22 Protest-, Polit- und Flüchtlings-Songs über "The Walking Deutsch", die sich für das Volk halten, offene Grenzen, befremdlicher Fremdenhass. Elektro-Punk von Egotronic, Frittenbude, Indie-Pop von A Tribe Called Knarf oder Hip Hop von Denyo oder Sookee. Viele Songs gab's schon, andere sind neu. Der "Soli-Sampler" funktioniert natürlich wie ein Benefiz-Konzert. Pop für "die gute Sache":

"Der Zweck scheint mir zu sein, Spendengelder zu sammeln. Und das ist ja auch sehr richtig",

findet Dirk von Lowtzow. Pop als Spendensammelapparat hat eine lange Tradition: Peter Gabriel, U2, Bob Geldof. "Arsch Huh" aus Köln, Tocotronic unterstützt "Pro Asyl". Und auf dem Sampler "Kein Mensch ist illegal" haben männliche Popmusiker aus Deutschland im Oktober 2015 geflüchtete Menschen willkommen geheißen. Etwa 10.000 Mal wurde der Sampler verkauft. Vier bis fünf Euro gehen pro CD als Spende an "Pro Asyl" und "Kein Mensch ist illegal".

Torsten Nagel rechnet zusammen: Wenn sich alle 1000 Schallplatten und 2000 CDs von "Refugees Welcome" verkaufen – bei Soli-Sampler gar nicht unwahrscheinlich, weil die musikalische Qualität zweitrangig scheint - dann könnten 10.000 Euro gespendet werden. Ist das viel?

"Es ist ein Tropfen auf den heißen Stein, aber es hilft. Aber es sind ja nicht nur die Spendengelder, sondern der Sampler wirkt ja auch für sich."

Popmusik über Migration und geschlossene Grenzen

Popmusik über Migration, über offene und geschlossene Grenzen. Als Denkanstoß oder mit Parole. Bewirkt das wirklich etwas gegen Fremdenhass, integriert das geflüchtete Menschen. Unter Dirk von Lowtzows "Fuck You Frontex"-Song auf Facebook kommentierten die Fans "liebe und dankbarkeit" oder "love love love for this". Sind diese 22 Songs – die fast alle ziemlich gut sind – also letztlich "Preaching to the converted"? Erreichen Popsongs über die Flüchtlingswelle also nur die, die eh sagen "Fuck you Frontex"? Dirk von Lowtzow meint:

"Sicherlich ein Problem dieser Songs, dieser Sampler. Ich persönlich sehe das als nicht so problematisch an, dieser Song und Sampler das sind Dinge, die Mut machen sollen, im gemeinsamen bemühen, gemeinsamen Kampf und so weiter – insofern möchte ich Rassisten und Flüchtlingsfeinden und Angsthasen gar nicht erreichen oder umstimmen, sondern ich möchte sie bekämpfen."

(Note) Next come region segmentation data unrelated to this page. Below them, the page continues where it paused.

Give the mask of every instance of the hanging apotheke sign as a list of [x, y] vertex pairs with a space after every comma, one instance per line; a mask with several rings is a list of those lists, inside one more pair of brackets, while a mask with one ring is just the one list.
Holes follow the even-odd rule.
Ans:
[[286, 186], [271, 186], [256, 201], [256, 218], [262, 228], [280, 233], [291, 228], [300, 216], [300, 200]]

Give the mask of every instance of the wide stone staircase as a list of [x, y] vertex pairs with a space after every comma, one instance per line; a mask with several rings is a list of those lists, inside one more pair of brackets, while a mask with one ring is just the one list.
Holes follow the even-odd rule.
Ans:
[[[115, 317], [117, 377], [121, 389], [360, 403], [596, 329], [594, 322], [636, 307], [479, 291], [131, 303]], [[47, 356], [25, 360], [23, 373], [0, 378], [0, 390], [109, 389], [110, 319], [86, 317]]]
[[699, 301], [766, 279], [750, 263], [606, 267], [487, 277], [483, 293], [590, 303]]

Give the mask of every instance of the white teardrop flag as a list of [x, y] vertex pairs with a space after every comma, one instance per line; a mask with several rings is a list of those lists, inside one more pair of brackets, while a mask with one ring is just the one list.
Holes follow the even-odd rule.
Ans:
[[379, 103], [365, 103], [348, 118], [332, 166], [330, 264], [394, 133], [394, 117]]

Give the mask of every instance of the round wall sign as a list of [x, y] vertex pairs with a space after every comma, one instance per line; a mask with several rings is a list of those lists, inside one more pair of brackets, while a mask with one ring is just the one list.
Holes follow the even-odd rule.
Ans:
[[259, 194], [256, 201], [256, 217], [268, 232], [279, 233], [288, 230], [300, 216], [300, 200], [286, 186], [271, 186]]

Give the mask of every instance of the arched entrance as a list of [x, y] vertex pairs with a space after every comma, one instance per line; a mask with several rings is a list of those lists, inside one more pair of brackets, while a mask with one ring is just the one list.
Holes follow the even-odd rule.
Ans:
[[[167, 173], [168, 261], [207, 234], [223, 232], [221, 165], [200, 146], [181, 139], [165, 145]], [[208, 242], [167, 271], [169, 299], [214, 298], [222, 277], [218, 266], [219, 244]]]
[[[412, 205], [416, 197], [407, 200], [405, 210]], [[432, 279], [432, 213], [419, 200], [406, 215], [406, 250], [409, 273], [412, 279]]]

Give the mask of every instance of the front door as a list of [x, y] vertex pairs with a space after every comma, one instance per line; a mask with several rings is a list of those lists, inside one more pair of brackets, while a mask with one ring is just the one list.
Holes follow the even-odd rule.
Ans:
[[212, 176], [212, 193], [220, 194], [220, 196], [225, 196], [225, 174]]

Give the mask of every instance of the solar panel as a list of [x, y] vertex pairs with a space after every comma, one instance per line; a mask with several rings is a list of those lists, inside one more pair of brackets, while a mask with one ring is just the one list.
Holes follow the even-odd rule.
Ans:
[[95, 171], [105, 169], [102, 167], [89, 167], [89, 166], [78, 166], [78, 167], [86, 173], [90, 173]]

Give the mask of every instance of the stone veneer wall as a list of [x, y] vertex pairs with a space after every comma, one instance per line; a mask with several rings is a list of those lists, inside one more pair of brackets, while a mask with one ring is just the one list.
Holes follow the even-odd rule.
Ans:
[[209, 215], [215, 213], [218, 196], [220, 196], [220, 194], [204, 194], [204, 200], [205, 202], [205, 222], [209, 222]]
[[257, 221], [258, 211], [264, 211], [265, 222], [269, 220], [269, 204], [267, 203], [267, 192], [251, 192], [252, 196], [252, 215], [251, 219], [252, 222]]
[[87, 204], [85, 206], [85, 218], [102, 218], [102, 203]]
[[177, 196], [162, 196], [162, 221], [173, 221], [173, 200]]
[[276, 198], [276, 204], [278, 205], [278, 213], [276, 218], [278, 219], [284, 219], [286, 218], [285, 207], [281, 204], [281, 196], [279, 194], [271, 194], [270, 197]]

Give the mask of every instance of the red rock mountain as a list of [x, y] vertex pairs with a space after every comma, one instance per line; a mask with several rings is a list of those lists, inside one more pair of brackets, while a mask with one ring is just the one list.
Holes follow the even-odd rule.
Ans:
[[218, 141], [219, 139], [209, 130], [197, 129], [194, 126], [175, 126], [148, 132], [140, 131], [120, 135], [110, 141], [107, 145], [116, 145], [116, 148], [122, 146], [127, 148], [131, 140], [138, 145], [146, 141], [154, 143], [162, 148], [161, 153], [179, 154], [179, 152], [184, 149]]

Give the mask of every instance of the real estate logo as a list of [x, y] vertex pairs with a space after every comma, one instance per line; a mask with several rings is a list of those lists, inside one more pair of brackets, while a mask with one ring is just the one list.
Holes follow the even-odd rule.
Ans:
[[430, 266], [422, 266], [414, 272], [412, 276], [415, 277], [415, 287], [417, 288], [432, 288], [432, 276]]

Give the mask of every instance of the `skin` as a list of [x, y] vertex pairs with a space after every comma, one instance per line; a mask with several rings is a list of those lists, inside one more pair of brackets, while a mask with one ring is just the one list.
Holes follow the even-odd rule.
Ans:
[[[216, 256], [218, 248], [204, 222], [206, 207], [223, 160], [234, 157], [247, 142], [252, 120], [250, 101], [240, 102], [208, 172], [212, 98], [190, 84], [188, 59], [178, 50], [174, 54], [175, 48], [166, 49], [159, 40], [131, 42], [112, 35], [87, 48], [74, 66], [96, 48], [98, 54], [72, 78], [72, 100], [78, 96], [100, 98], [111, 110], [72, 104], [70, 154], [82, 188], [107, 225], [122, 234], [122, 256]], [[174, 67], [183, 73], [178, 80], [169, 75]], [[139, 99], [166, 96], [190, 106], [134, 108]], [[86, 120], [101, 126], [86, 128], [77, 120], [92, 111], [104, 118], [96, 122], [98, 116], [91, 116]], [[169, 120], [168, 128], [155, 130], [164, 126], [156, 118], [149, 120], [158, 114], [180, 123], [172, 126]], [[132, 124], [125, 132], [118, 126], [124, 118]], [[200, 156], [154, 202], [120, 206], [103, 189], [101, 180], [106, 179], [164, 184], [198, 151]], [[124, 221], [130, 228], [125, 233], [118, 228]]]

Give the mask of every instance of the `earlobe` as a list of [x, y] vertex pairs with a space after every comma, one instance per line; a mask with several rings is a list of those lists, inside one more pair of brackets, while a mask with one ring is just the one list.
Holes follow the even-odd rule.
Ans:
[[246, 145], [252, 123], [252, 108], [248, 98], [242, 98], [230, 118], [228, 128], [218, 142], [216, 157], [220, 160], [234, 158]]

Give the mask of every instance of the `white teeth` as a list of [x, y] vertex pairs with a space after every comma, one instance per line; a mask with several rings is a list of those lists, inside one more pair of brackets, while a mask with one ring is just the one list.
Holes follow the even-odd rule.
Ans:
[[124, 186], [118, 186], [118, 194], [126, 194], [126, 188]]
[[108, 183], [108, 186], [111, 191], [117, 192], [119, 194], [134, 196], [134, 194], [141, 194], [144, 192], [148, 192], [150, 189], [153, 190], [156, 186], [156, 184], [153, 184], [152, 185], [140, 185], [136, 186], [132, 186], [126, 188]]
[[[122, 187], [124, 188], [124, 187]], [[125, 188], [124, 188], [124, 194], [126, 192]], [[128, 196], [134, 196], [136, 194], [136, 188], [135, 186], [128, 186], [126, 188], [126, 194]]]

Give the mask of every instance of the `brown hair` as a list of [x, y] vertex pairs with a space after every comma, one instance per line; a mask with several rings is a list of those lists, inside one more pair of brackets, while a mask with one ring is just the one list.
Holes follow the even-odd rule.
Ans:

Ein Soundtrack für den Aufstand. Oder doch eher drei Minuten politischer Tanz. Die Antilopen Gang aus Düsseldorf ruft nicht zum Protest auf wie Neonschwarz aus Hamburg beispielsweise. Sondern reflektiert gesellschaftliche Stimmungen in ihren Songs, erzählt Koljah von der Antilopen Gang:

"Wir sind der Meinung, dass wir den Rap, den wir machen, dass wir den keinen Zweck unterordnen müssen. Also wir haben kein Politisches Programm, was wir mit Rap vermitteln wollen. Für uns steht Rap, die Kunst, an erster Stelle."

Deutsche Indie-Musiker oder Rapper gegen Deutschland, für offene Grenzen über Menschen, die flüchten müssen. Ein innerdeutscher Dialog. Der sagt: 'kommt her, ihr seid willkommen'. Das ist wichtig, allzu große Hoffnungen sollte man daran aber nicht knüpfen.